Location
- 63140 Dickey Rd Bend, Oregon United States

Information
- Type: Private therapeutic boarding school
- Opened: 1997
- NCES School ID: A9903539
- Executive Director: Craig Christiansen
- Gender: All-girls
- Age range: 10 - 14 at time of enrollment
- Enrollment: 16
- Accreditations: NWAC, CARF
- Website: www.newleafacademy.com

= New Leaf Academy =

Private therapeutic boarding school in Bend, Oregon, United States

New Leaf Academy is a private therapeutic boarding school in Bend, Oregon, enrolling girls ages 10 to 15. The school is accredited by the Northwest Association of Accredited Schools. It is a member of the National Association of Therapeutic Schools and Programs (NATSAP).

In recent years, New Leaf Academy and its former North Carolina location have faced allegations of corporate misconduct and abuse of power. In addition, former students have come forward with allegations of physical and emotional abuse at the hands of employees.

==History==
New Leaf Academy of Oregon was founded in 1997 by Craig and Christy Christiansen. In 2004, it was acquired by Aspen Education Group, which operated the school until 2011. In March 2011, Aspen announced that it was restructuring and would close New Leaf Academy of Oregon as well as other schools and programs. In June 2011, it was announced that the school's original owners, Craig and Christy Christiansen, were acquiring the school from Aspen and assuming responsibility for its continuing operation.

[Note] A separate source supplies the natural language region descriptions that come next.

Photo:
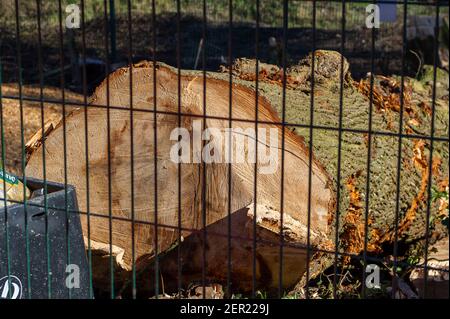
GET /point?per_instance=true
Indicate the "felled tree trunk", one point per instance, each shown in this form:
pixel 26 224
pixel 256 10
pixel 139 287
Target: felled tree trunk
pixel 327 106
pixel 127 193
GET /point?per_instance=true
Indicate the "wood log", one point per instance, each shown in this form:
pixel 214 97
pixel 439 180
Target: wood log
pixel 354 156
pixel 130 214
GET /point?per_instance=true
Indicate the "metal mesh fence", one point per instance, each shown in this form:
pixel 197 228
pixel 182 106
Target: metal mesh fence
pixel 48 70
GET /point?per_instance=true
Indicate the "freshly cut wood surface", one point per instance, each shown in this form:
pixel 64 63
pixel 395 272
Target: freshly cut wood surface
pixel 125 197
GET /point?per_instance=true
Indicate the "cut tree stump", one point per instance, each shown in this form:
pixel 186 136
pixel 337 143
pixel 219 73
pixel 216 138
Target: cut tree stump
pixel 354 155
pixel 122 207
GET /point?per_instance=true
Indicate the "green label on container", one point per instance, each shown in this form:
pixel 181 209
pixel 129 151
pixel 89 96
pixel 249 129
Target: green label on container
pixel 10 179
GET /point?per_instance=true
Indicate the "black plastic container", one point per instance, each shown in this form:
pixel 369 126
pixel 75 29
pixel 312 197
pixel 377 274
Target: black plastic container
pixel 53 270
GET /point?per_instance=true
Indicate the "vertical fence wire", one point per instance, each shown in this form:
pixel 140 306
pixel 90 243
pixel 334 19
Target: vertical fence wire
pixel 230 124
pixel 399 149
pixel 311 144
pixel 283 132
pixel 63 104
pixel 339 159
pixel 130 63
pixel 203 167
pixel 5 202
pixel 155 150
pixel 41 96
pixel 430 163
pixel 22 141
pixel 86 149
pixel 179 249
pixel 108 137
pixel 369 160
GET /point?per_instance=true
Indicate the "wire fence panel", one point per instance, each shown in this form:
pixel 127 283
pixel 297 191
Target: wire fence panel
pixel 224 149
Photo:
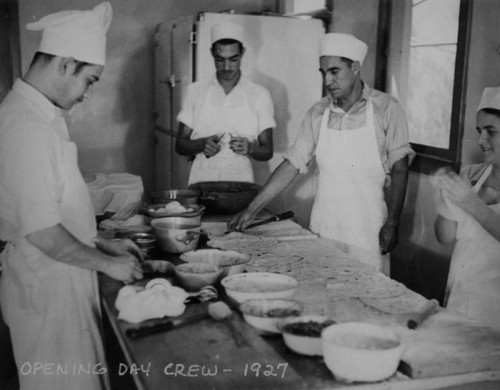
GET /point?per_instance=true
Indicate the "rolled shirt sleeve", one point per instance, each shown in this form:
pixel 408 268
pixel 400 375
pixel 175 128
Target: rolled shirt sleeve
pixel 265 110
pixel 395 124
pixel 33 181
pixel 303 150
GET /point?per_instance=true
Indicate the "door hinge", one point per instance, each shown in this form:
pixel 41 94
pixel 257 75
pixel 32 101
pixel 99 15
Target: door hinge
pixel 193 38
pixel 170 81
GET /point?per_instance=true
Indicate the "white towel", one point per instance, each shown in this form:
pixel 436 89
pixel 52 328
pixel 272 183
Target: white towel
pixel 136 304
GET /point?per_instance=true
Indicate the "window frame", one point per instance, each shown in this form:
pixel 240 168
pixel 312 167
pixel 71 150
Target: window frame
pixel 429 158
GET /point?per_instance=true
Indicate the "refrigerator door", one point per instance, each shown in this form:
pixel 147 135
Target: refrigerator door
pixel 282 56
pixel 174 52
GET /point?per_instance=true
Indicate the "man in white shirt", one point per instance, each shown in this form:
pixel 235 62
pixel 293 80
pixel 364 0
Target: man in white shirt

===North Carolina campus===
A Hendersonville, North Carolina campus of New Leaf Academy was established in 2005 and operated until June 2010. Aspen announced that The Talisman School would open on its campus in August 2010 to enroll youth with Asperger's and other autism spectrum disorders. New Leaf's North Carolina director, Cat Jennings, planned to become head of Lake House Academy. Twenty-seven students remaining at New Leaf were to be sent to New Leaf in Oregon and to Aspen's Bromley Brook School in Vermont. In March 2011, Aspen announced that it was restructuring and would close New Leaf Academy in Oregon as well as Bromley Brook School in Vermont and other programs.